In the old days when we could not fix stuff because of the cost I came up with a few things I used on our old home. One was plexiglass sheets when it was cheap. I would cut to size of windows and place magnetic roll strips I bought at craft store with super glue on them and then glue strips to window trim and paint it white and slap them up. Another one was I made a wood frame like a picture frame and put 4 mil plastic in it and the used plumbers putty to attach it to window trim. How did that work well it was good for a few hours till it fell of and hit my son in the head. We still have a standing joke about that one we sometimes call him pud head.  I think the best one was a fine bead of caulk around the window that did best. When summer came I would just give the window a tug and up it would come and then clean of silicone caulk. Oh yes I used window film that you take a hair dryer to (better known as shrink wrap) out of 8 windows I got one up so you could see out of it and two or three that did not fall off. When the weather got a little warmer we could not open the windows to let air in because it would get cold that night or the next day.

                                                        2pyrs


----------



## glennjanie (Jun 6, 2006)

Go Geothermal; it costs a lot but it will certainly pay for itself. "Why curse the darkness, when you can light a candle".
Glenn


----------



## Cakalac (Jun 21, 2006)

Duel-fuel!


----------



## Begreen (Jul 16, 2006)

beverly said:
			
		

> has anyone used that plastic that you actually have to use the blowdry for it to stick to the window to keep the cold out?  I usually use the kind you just tape up but my house is so drafty, you can hear the plastic blowing when the wind gets going.  anyone use the other kind?  how was it?  where can I find it?

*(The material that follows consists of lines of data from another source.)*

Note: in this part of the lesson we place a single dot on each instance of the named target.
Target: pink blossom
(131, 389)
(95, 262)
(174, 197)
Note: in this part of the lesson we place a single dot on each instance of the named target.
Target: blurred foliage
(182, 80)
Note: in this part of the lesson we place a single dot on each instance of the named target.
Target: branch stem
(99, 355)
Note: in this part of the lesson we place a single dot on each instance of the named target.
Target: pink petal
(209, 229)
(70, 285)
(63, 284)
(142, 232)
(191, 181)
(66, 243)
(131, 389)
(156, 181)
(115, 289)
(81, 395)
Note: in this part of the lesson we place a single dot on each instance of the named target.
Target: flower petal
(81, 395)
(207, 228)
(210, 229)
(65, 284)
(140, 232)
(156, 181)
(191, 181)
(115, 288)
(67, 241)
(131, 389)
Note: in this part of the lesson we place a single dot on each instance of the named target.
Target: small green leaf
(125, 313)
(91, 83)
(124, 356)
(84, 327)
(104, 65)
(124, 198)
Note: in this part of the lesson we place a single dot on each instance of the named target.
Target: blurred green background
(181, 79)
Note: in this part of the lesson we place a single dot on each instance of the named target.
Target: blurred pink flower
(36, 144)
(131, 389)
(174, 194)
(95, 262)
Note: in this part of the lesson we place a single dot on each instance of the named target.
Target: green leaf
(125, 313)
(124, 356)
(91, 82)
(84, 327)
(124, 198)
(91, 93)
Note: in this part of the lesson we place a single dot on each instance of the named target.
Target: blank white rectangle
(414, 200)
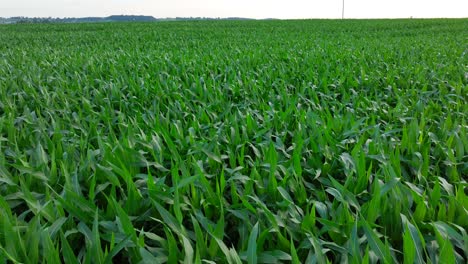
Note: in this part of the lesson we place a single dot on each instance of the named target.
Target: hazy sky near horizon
(237, 8)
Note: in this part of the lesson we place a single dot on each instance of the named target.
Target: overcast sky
(237, 8)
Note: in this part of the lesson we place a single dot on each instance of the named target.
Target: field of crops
(320, 141)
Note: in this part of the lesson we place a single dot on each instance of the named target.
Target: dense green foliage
(234, 141)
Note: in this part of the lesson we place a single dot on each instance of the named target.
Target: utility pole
(342, 11)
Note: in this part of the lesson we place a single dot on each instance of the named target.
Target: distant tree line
(114, 18)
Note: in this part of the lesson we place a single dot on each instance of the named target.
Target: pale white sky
(237, 8)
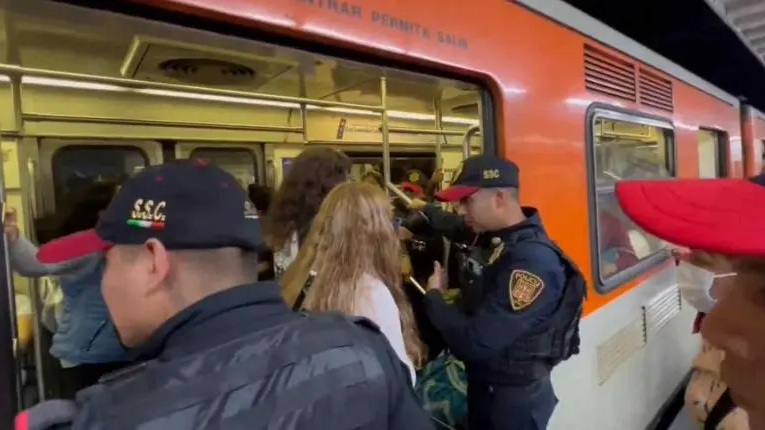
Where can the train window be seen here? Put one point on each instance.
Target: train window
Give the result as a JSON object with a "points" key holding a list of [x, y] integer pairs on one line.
{"points": [[712, 156], [76, 168], [239, 162], [415, 167], [624, 148]]}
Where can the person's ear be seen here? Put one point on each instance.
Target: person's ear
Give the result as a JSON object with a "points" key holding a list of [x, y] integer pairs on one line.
{"points": [[157, 261]]}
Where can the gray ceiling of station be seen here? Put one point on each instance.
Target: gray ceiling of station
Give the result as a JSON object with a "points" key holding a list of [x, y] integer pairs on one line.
{"points": [[747, 17]]}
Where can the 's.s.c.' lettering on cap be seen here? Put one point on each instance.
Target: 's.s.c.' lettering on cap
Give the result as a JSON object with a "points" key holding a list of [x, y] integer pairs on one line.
{"points": [[250, 211], [491, 174], [148, 214]]}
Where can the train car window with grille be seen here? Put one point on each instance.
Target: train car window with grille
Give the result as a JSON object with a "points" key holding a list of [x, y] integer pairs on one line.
{"points": [[625, 148], [239, 162], [712, 154], [401, 165], [76, 168]]}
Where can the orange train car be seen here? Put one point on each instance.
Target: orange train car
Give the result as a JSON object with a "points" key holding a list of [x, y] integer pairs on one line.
{"points": [[248, 84]]}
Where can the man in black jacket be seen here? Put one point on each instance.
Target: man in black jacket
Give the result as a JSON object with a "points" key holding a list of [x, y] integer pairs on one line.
{"points": [[219, 350]]}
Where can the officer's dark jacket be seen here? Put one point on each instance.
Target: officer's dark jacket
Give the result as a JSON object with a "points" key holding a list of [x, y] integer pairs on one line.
{"points": [[240, 359], [501, 345]]}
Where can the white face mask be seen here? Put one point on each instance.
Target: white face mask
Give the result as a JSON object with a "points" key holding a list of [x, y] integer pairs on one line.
{"points": [[695, 284]]}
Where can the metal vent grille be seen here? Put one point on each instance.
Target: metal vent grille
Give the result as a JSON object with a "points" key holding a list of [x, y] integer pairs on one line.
{"points": [[655, 91], [607, 74]]}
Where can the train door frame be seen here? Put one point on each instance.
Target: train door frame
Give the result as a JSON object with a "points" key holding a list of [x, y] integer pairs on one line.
{"points": [[185, 149], [47, 147], [10, 389], [722, 151]]}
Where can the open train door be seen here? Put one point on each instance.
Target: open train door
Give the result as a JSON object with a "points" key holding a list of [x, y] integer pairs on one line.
{"points": [[9, 379]]}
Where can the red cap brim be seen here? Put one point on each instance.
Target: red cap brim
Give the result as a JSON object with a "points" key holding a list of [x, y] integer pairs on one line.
{"points": [[715, 215], [414, 188], [73, 246], [456, 192]]}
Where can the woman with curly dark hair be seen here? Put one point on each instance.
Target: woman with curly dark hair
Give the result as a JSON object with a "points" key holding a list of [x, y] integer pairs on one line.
{"points": [[311, 177]]}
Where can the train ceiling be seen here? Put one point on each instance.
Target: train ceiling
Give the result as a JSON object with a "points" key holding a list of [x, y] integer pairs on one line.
{"points": [[693, 34], [54, 36]]}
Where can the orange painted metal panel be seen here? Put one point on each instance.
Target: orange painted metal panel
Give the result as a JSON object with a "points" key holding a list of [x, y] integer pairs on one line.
{"points": [[532, 66]]}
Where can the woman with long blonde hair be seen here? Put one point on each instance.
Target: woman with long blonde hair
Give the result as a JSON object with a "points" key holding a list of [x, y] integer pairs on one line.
{"points": [[352, 256]]}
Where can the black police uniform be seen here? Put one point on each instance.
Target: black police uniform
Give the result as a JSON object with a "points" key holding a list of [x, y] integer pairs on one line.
{"points": [[239, 358], [527, 318]]}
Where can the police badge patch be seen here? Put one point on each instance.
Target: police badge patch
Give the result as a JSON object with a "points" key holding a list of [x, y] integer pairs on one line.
{"points": [[524, 289], [496, 253]]}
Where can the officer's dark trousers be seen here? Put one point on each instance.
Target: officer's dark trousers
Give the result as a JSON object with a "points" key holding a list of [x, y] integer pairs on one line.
{"points": [[510, 408]]}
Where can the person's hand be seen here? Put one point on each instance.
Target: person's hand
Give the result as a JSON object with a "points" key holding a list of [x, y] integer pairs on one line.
{"points": [[437, 176], [11, 225], [436, 280], [417, 204], [404, 234]]}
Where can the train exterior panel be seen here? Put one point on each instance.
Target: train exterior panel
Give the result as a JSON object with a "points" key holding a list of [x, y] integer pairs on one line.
{"points": [[569, 97]]}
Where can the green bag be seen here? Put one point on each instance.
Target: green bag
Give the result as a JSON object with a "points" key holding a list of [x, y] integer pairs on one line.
{"points": [[442, 389]]}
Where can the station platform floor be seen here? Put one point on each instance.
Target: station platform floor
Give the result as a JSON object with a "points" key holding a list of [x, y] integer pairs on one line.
{"points": [[683, 422]]}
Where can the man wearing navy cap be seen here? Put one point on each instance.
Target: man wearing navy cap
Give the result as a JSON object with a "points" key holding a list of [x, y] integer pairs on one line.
{"points": [[222, 350], [526, 321]]}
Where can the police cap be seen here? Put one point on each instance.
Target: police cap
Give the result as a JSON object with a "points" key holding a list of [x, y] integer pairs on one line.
{"points": [[481, 171]]}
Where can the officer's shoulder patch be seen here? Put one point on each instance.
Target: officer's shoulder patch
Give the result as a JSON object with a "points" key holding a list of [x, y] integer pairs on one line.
{"points": [[496, 253], [524, 289]]}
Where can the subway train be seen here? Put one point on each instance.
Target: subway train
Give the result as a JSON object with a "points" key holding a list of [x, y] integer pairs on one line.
{"points": [[89, 95]]}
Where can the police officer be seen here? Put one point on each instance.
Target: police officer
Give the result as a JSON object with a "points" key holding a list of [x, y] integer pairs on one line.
{"points": [[531, 300], [221, 349]]}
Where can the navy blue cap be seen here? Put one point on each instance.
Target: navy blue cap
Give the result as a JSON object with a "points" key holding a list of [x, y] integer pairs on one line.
{"points": [[481, 171], [184, 204]]}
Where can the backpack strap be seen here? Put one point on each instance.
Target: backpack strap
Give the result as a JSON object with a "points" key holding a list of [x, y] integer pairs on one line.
{"points": [[51, 414], [720, 410]]}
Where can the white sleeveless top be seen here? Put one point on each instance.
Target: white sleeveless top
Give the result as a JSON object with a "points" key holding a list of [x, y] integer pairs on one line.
{"points": [[379, 306], [285, 256]]}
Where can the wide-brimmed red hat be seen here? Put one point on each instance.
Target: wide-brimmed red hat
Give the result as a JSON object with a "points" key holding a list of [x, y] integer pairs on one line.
{"points": [[723, 216]]}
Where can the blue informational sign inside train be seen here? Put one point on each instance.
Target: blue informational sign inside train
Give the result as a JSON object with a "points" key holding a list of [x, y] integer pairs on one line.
{"points": [[286, 164]]}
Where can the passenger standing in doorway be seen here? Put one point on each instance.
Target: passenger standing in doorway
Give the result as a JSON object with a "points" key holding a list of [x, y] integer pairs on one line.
{"points": [[84, 339], [351, 264], [223, 350], [261, 196], [311, 176], [527, 319]]}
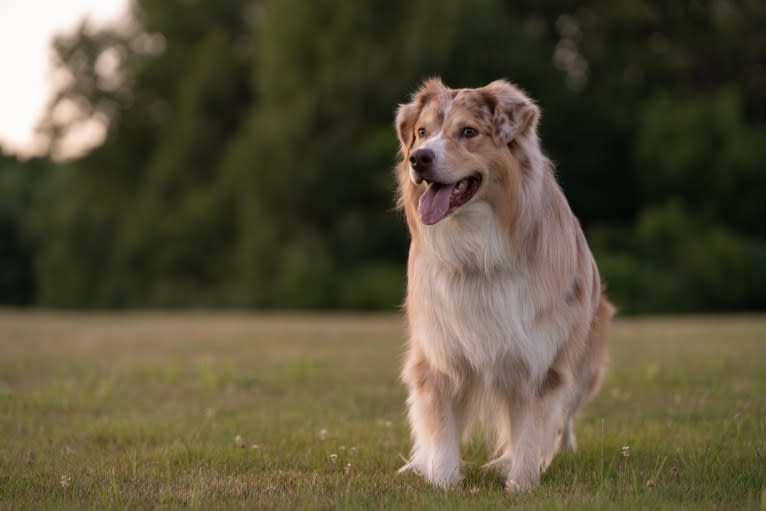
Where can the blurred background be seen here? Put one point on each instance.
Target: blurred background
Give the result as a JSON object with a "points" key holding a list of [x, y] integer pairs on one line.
{"points": [[238, 153]]}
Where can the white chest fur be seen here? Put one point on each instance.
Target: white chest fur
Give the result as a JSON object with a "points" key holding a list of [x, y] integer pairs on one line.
{"points": [[470, 305]]}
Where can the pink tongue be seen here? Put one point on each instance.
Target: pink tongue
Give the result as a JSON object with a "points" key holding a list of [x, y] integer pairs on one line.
{"points": [[434, 203]]}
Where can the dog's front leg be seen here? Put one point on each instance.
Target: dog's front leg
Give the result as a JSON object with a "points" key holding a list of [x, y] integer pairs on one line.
{"points": [[434, 424], [522, 434]]}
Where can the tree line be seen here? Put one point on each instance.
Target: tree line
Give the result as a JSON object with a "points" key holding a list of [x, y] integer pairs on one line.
{"points": [[249, 146]]}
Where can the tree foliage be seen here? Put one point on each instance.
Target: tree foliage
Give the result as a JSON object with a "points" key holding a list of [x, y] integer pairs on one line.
{"points": [[249, 145]]}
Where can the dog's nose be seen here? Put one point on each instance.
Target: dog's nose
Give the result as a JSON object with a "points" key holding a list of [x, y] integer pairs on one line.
{"points": [[422, 160]]}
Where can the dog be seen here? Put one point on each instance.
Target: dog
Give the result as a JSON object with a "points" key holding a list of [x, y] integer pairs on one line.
{"points": [[508, 322]]}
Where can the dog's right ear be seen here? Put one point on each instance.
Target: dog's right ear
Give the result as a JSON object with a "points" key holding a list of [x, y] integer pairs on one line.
{"points": [[407, 115]]}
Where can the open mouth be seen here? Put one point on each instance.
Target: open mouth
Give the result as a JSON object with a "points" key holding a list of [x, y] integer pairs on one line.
{"points": [[441, 199]]}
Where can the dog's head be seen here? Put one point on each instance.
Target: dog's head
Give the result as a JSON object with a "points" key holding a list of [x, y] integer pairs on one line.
{"points": [[464, 146]]}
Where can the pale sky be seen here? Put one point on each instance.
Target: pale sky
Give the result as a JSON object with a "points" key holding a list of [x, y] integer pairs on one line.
{"points": [[26, 30]]}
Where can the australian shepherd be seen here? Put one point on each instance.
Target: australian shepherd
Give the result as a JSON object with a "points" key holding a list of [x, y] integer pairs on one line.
{"points": [[507, 319]]}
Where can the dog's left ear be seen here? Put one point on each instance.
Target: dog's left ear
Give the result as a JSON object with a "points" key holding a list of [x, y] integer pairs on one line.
{"points": [[514, 114]]}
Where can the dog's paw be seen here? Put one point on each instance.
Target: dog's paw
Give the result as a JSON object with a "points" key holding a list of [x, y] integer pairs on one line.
{"points": [[435, 474]]}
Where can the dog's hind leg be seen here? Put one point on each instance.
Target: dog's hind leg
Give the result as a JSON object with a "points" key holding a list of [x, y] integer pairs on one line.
{"points": [[435, 423], [569, 441]]}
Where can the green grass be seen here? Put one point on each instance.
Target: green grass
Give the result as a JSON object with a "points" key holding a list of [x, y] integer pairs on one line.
{"points": [[136, 411]]}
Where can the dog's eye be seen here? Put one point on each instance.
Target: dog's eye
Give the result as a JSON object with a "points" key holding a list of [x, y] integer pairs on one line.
{"points": [[469, 132]]}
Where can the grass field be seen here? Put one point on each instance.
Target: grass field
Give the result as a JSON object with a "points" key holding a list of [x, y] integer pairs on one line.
{"points": [[201, 411]]}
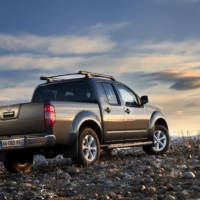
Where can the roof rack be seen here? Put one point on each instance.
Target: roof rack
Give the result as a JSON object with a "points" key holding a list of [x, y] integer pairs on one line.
{"points": [[87, 74]]}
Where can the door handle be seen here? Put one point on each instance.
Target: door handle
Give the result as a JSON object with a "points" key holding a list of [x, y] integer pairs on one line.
{"points": [[127, 111], [108, 110]]}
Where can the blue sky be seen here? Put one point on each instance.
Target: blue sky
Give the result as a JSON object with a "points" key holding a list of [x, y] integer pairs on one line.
{"points": [[152, 45]]}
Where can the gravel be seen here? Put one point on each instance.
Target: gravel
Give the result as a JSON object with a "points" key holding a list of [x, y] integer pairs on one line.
{"points": [[124, 174]]}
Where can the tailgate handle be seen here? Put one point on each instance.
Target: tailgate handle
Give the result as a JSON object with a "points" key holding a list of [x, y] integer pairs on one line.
{"points": [[8, 114]]}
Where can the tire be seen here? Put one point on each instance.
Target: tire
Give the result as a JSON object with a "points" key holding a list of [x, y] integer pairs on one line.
{"points": [[19, 162], [161, 141], [88, 148]]}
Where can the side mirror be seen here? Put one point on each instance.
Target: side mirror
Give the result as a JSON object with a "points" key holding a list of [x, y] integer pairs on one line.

Yes, I've used this for several years on the interior of several large windows. It works well assuming that you don't have big gaps to the outside that you are trying to cover. Caulk those gaps first. The trick is to install it with good tape. I only use 3M's double-stick product made for the application. It's pricey, but works. The surface it sticks to must be clean and intact. The tape will pull off a poorly painted surface. My best success has been on our varnished wood windows.


----------